13Les membres du comité de rédaction ne souhaitent pas s’étendre longuement en apologies, mais donner à lire la gratitude et l’amitié de toutes et de tous. Le comité adresse, avec reconnaissance, des remerciements aux institutions qui ont rendu possible ce recueil improbable et volumineux en le soutenant : la Faculty of Medieval and Modern Languages d’Oxford, le Centre de recherche Formes et Idées de la Renaissance aux Lumières de la Sorbonne Nouvelle – Paris 3, l’équipe d’accueil Textes et Cultures de l’Université d’Artois et Artois Presses Université, avec le regard précieux de Claudine Nédelec. Mais les contributeurs adressent leur profonde reconnaissance au chercheur qui les a guidés. Du hugolien « passeur de siècles » au trivial « dérouilleur », tous disent à loisir le renouvellement qu’Alain Viala a su apporter à la théorie littéraire comme aux pratiques critiques, aux pratiques d’enseignement et aux institutions trop fermées.

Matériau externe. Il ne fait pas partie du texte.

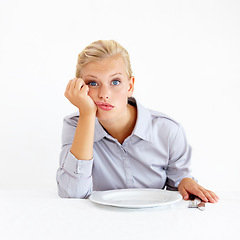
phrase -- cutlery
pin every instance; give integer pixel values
(196, 202)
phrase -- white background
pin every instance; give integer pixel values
(185, 57)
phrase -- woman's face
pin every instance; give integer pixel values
(109, 87)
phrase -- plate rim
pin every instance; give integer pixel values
(92, 197)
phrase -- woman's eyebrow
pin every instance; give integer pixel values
(91, 76)
(115, 74)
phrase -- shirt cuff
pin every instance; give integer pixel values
(77, 167)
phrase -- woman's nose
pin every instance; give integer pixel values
(104, 92)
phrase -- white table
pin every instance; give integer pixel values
(33, 215)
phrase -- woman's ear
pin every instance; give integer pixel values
(131, 86)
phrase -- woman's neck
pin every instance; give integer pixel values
(122, 128)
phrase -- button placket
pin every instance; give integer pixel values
(127, 167)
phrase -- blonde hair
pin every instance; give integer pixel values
(99, 50)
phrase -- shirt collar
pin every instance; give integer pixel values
(142, 129)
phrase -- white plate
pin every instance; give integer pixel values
(136, 198)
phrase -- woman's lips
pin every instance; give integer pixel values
(104, 106)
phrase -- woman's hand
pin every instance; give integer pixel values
(77, 93)
(188, 186)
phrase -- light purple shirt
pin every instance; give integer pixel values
(155, 155)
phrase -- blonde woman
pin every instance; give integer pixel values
(113, 142)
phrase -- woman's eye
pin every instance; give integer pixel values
(115, 82)
(92, 84)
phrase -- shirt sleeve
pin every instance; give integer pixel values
(74, 177)
(179, 160)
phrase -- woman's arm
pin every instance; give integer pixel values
(74, 176)
(77, 93)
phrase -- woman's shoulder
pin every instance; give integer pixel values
(159, 116)
(71, 119)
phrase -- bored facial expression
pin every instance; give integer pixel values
(109, 85)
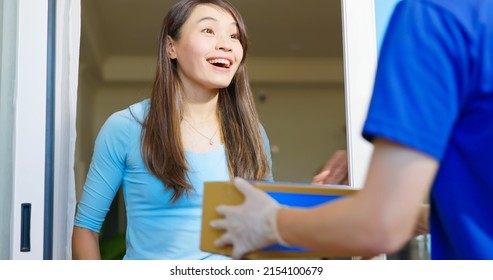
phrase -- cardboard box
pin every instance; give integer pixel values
(291, 194)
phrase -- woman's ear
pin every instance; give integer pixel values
(170, 47)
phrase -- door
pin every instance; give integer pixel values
(39, 51)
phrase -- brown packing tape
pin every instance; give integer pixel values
(217, 193)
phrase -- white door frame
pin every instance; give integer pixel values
(360, 60)
(29, 130)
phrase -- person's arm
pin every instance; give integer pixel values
(422, 225)
(335, 170)
(380, 218)
(85, 244)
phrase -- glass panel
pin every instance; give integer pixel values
(8, 39)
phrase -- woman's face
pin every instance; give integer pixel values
(208, 52)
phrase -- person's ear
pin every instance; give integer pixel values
(170, 47)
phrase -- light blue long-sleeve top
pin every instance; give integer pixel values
(156, 227)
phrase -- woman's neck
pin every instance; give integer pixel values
(200, 107)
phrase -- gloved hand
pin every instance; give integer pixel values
(251, 225)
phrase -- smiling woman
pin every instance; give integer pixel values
(297, 81)
(155, 149)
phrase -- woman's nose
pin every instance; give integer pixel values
(224, 44)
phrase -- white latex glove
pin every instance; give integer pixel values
(251, 225)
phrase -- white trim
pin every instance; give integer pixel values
(360, 59)
(30, 123)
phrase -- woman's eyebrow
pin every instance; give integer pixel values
(214, 19)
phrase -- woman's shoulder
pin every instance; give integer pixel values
(135, 112)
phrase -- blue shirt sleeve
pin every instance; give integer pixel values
(105, 173)
(422, 66)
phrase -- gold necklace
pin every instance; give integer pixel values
(211, 139)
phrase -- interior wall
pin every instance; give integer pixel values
(305, 124)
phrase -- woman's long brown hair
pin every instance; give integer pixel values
(162, 149)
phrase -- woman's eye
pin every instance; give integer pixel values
(208, 30)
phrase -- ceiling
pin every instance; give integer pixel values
(276, 28)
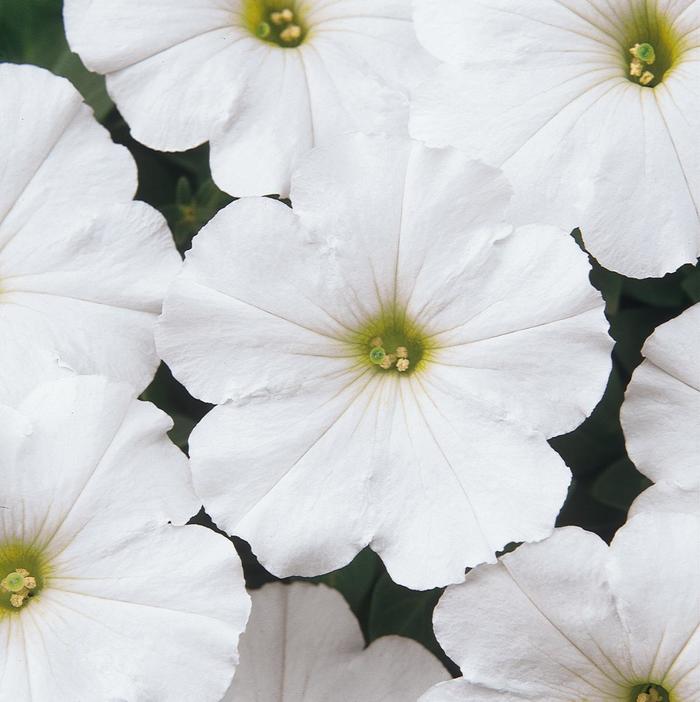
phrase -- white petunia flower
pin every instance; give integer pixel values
(591, 107)
(83, 269)
(263, 80)
(101, 598)
(303, 644)
(303, 320)
(662, 403)
(573, 619)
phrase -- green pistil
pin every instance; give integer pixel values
(649, 692)
(275, 21)
(392, 344)
(650, 46)
(23, 574)
(646, 53)
(377, 355)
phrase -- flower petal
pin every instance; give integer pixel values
(662, 403)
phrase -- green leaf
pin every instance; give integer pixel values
(619, 485)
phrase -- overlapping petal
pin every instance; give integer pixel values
(83, 270)
(434, 470)
(183, 73)
(303, 644)
(662, 404)
(539, 89)
(570, 618)
(131, 607)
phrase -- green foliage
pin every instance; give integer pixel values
(180, 186)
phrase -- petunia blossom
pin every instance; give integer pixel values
(573, 619)
(662, 403)
(263, 80)
(101, 597)
(591, 107)
(83, 269)
(303, 644)
(392, 356)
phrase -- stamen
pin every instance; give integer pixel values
(377, 355)
(290, 33)
(19, 583)
(262, 31)
(644, 52)
(388, 362)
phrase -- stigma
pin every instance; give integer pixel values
(19, 584)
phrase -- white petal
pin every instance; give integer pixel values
(156, 616)
(88, 299)
(582, 145)
(495, 481)
(541, 623)
(303, 644)
(53, 153)
(304, 505)
(249, 315)
(667, 498)
(94, 454)
(654, 572)
(662, 403)
(131, 606)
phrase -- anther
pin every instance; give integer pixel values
(290, 33)
(388, 361)
(377, 355)
(262, 31)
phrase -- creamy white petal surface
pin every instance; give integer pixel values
(83, 269)
(186, 71)
(543, 89)
(667, 498)
(316, 452)
(573, 619)
(303, 644)
(662, 403)
(127, 606)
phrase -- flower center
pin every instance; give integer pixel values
(23, 572)
(650, 46)
(649, 692)
(19, 583)
(275, 21)
(393, 345)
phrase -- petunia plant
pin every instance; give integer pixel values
(427, 377)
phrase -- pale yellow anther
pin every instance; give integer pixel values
(18, 583)
(17, 600)
(388, 361)
(290, 33)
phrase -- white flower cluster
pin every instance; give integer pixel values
(388, 357)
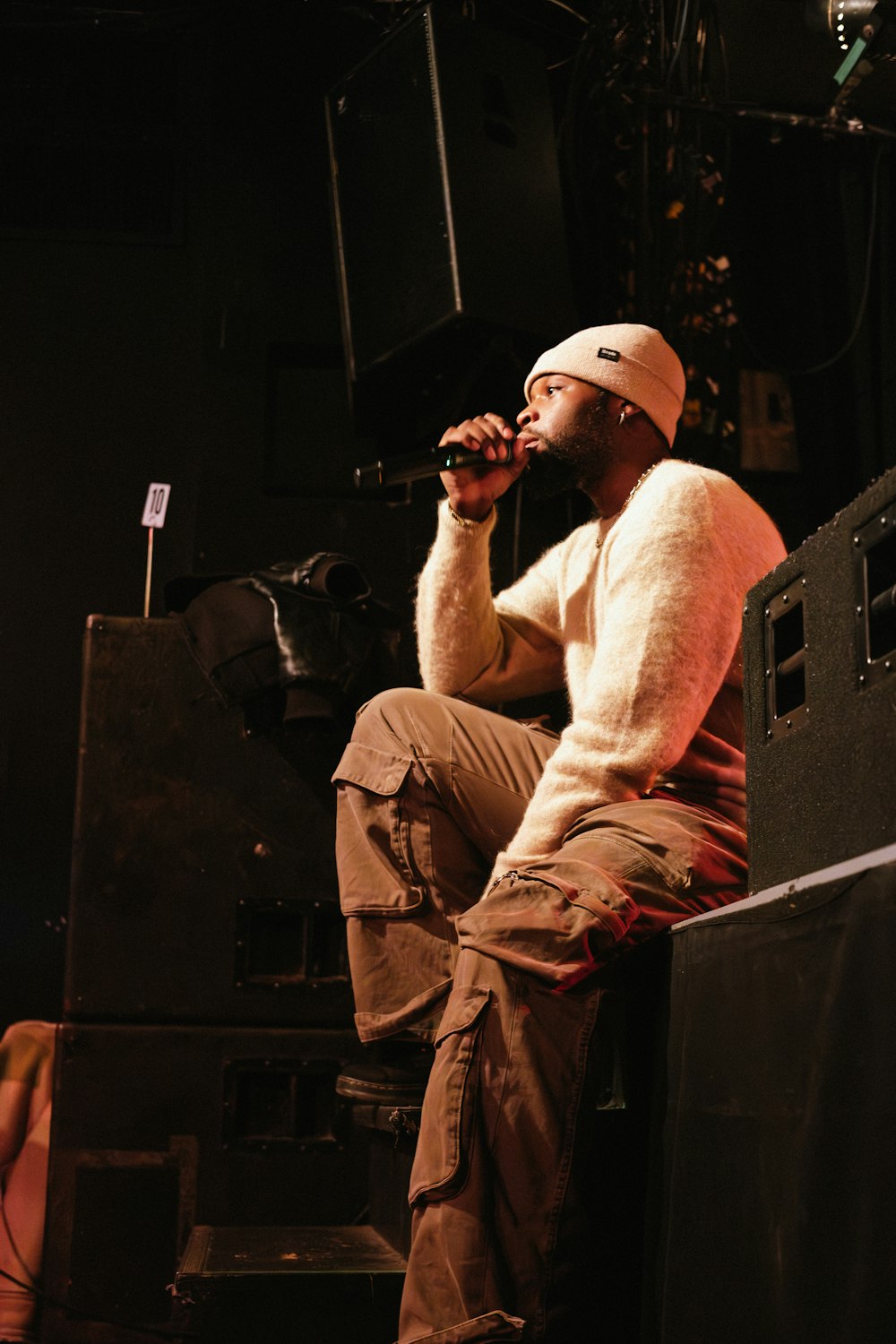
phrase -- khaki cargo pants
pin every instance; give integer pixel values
(509, 988)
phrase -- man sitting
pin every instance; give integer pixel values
(492, 871)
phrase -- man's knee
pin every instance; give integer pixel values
(392, 712)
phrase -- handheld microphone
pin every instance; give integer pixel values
(418, 467)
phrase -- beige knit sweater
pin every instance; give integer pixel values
(641, 616)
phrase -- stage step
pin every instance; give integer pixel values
(261, 1285)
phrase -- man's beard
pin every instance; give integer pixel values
(573, 461)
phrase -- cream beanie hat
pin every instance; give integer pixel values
(627, 359)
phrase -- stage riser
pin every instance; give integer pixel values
(156, 1129)
(203, 873)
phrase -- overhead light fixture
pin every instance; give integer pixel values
(840, 19)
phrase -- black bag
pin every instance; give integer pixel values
(297, 640)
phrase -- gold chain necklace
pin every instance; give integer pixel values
(633, 492)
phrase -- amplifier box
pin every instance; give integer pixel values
(780, 1206)
(203, 873)
(156, 1129)
(820, 696)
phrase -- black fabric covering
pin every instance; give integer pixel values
(780, 1144)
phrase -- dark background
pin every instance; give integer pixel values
(166, 253)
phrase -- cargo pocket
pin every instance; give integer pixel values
(444, 1150)
(398, 889)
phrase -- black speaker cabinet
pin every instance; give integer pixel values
(820, 683)
(780, 1217)
(446, 190)
(156, 1129)
(203, 874)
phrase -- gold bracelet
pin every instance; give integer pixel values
(469, 521)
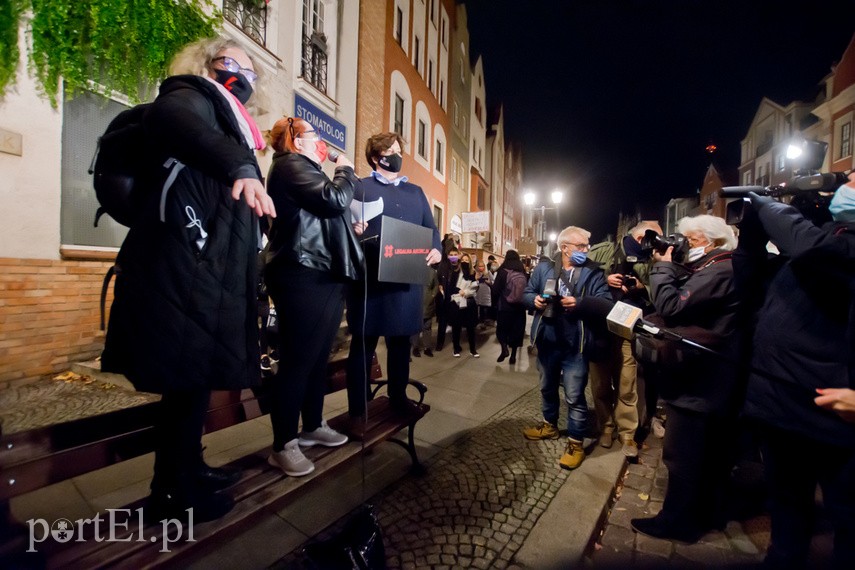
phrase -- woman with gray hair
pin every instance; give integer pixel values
(184, 317)
(697, 299)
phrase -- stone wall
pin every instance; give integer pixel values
(49, 316)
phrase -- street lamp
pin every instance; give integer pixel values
(530, 198)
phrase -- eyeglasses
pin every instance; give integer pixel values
(314, 135)
(233, 66)
(580, 246)
(295, 134)
(694, 241)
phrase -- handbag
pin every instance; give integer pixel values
(359, 546)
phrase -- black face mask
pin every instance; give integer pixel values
(391, 163)
(236, 83)
(633, 248)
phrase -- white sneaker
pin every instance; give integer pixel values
(324, 435)
(291, 460)
(658, 427)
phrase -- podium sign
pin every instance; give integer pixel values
(403, 248)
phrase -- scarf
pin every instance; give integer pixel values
(247, 125)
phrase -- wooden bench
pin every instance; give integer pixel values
(39, 457)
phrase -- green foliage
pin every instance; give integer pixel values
(10, 16)
(123, 45)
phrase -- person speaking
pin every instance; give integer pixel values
(375, 308)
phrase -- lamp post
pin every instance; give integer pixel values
(530, 198)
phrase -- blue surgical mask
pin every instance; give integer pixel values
(842, 206)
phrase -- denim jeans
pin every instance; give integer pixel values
(568, 369)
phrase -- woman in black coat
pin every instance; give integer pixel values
(697, 297)
(375, 308)
(313, 254)
(510, 320)
(184, 317)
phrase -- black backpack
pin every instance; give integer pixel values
(119, 166)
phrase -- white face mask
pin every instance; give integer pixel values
(695, 253)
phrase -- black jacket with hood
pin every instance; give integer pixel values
(804, 336)
(184, 314)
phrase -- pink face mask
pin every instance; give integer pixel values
(321, 151)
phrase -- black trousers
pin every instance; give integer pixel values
(359, 369)
(459, 318)
(794, 466)
(441, 322)
(178, 450)
(699, 453)
(309, 305)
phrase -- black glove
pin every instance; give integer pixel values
(759, 201)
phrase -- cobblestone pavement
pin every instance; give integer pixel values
(64, 398)
(478, 501)
(741, 544)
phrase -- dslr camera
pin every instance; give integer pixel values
(629, 279)
(553, 300)
(654, 242)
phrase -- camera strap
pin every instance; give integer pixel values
(713, 260)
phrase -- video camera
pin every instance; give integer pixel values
(551, 297)
(652, 241)
(810, 189)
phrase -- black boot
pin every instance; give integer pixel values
(504, 354)
(215, 478)
(205, 506)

14 Après tout, puisqu’il n’a pas craint de comparer (Horresco referens, mais ce fut devant témoins) le meilleur outil pédagogique à une serfouette, la présence du passé intertextuel à la dégustation d’une Bavaroise Nénette, un grand Classique à un caméléon (tout un volume que vous avez déjà lu), prouvant ainsi qu’on peut théoriser sans perdre cette éminente qualité de sociabilité qu’est l’enjouement, nous lui offrons ce phénomène oxymorique : une galanterie universitaire.
15Il l’a bien cherché. Il sera (et vous aussi) peut-être étonné.
16 Anyway, comme il dit souvent pour écarter une difficulté.
17Il va continuer à écrire.
Notes de bas de page
1 Soyons cuistres, citons les articles sur le genre pratiqué : Françoise Waquet, « Les Mélanges, honneur et gratitude dans l’université contemporaine », Revue d’histoire moderne et contemporaine, n° 53, juillet 2006, p. 100-121. Ce genre mériterait sa place dans les études sur la consécration littéraire, Contextes n° 7, (Actes du colloque de Liège 2008), La Consécration en littérature [en ligne], 2010 et Contextes n° 17 (Actes du colloque de Poitiers 2012), Reconnaissance et consécration artistiques [en ligne], 2016, autant que dans les études sur la relation professorale et l’influence formatrice.